It’s all about saving lives
Published 12:40 am Tuesday, May 17, 2011
Beaufort County’s decision to revive its Local Emergency Planning Committee after a five-year absence should not go unnoticed.
The committee and the plan it will produce – and update – will prove invaluable to the county and its residents. The committee’s mission is to better prepare the public and private sectors in the county to respond to emergencies such as natural disasters, environmental emergencies and other threats to the public’s safety and health. To carry out its mission, the committee must prepare an emergency-response plan that addresses multiple scenarios, update that plan at least annually and provide information about chemicals in the county to county residents.
Let’s hope that plan never has to be implemented. But if and when an emergency occurs that requires implementation of the plan, it will be ready to use. More importantly, those responsible for implementing the plan will know how to respond to the emergency. That means lives and property will be saved.
An important part of the planning process is determining what some potential hazards are and where they are located.

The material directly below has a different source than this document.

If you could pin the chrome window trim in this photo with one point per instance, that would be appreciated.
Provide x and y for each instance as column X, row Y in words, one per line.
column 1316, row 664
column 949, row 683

Part of the committee’s planning process includes requiring segments of the community that deal with specified amounts of hazardous materials to provide an annual inventory of those materials those pose hazards – chemical, biological, radioactive and so on. Those annual submissions are known as Tier II inventory reporting.
That reporting, make that accurate and complete reporting, goes a long way in helping the committee make Beaufort County a safer place to live. Information provided by such reporting lets the committee know exactly what it’s dealing with, in both planning for disasters and dealing with disasters.

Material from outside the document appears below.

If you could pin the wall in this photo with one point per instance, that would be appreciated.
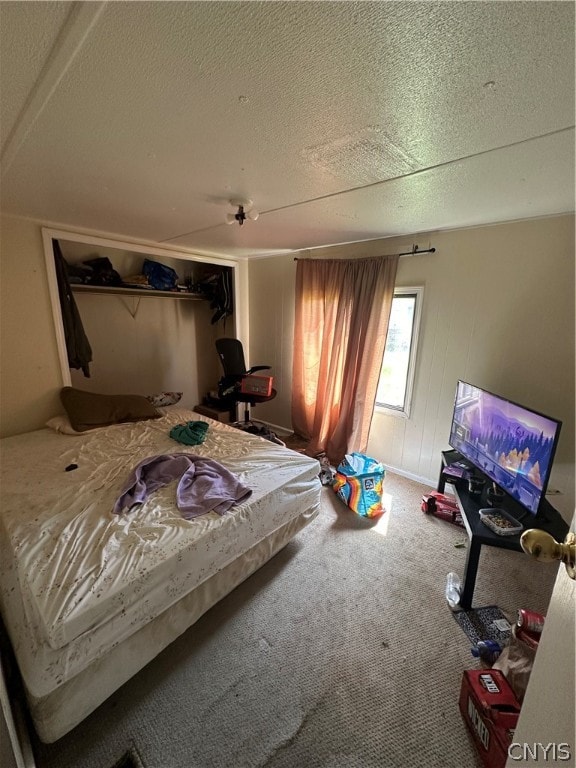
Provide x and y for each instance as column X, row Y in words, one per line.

John Pack, Beaufort County’s emergency-services coordinator, at the committee’s reorganization meeting last week, said having updated Tier II reports readily available and quickly accessible is critical to emergency-response personnel and others in helping them know how to deal with specific incidents.

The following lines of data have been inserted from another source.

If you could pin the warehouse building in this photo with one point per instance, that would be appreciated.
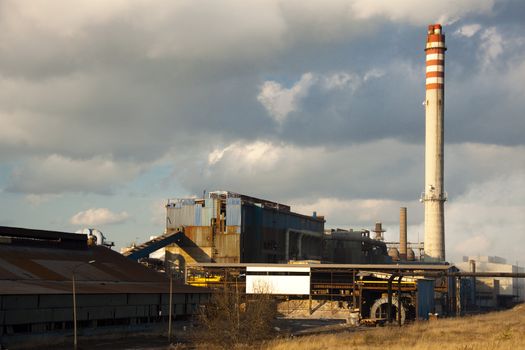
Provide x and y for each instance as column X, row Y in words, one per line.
column 228, row 227
column 39, row 269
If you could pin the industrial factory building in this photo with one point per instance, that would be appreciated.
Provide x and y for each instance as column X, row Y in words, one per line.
column 228, row 227
column 39, row 269
column 489, row 292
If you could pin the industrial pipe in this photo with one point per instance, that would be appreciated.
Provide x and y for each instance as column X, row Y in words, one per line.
column 403, row 234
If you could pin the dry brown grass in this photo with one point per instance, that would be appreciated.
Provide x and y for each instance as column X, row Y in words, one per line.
column 231, row 320
column 497, row 330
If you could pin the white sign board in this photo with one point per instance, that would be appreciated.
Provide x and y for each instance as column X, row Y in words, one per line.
column 278, row 280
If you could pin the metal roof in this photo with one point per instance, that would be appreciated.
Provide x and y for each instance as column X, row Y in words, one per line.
column 411, row 266
column 48, row 270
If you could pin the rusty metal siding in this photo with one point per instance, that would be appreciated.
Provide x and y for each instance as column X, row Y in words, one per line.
column 233, row 211
column 263, row 232
column 227, row 248
column 199, row 235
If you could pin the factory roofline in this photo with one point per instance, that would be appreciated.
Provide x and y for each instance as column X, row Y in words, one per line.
column 400, row 266
column 248, row 200
column 47, row 267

“LEPC can’t function unless we know about these documents,” Pack said. “The Tier IIs are critical to the local fire departments and EMS so they know what hazards may be in their particular fire and EMS districts. It’s critical to the people at the facility so they can work with the local fire and EMS (departments). The LEPC’s job is to make sure this interface occurs.”
“Getting that information from each other is what it’s really all about,” Brian Barnes, a risk-management program coordinator with the N.C. Emergency Management Division, said during the reorganizational meeting held in Chocowinity last week.
He’s right, but there’s more to it.
We believe a reorganized LEPC will help save lives. That’s what it’s really all about.